Devin Cook
Coding Academy Instructor
If you can decipher “P B & J,” then you can start coding, says Devin Cook, a computer science professor at Sacramento State and instructor of the Coding Academy. “Students might believe that computer science is difficult or complicated or frustrating,” he says, “but if they can write down how to make a peanut butter and jelly sandwich, they can program a computer. It’s the same exact thing.”
Cook has been coding since the sixth grade when he received a Commodore 64 computer as a gift. “A beautiful little machine,” he says. “It was just me playing on the computer. I sat down and learned how to program it.” And from that moment on, he knew he wanted to be a computer scientist.
Cook earned both his bachelor’s degree and master’s degree in computer science at Sacramento State and has taught at the University since 2005. He also designed the software that students will use in the Coding Academy.

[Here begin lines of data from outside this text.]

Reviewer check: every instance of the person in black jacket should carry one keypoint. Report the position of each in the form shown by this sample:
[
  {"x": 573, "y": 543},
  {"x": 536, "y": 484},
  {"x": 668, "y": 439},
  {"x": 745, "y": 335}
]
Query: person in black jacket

“If they can text message, they can do this,” he says. “It’s extremely simple.” Making computer science accessible and fun is one of his goals, and closing the gender gap is another.
In his college classes, for instance, two-thirds of his students are men and only one-third women. Cook says he doesn’t want either gender missing out in this ever-expanding field, “anything from designing buildings to writing the next version of Microsoft Windows to working for Google.” And it starts with coding and understanding algorithms.
“An algorithm is basically a series of steps to perform in order to accomplish a task,” he says, just like making a PB&J. “That’s an algorithm.”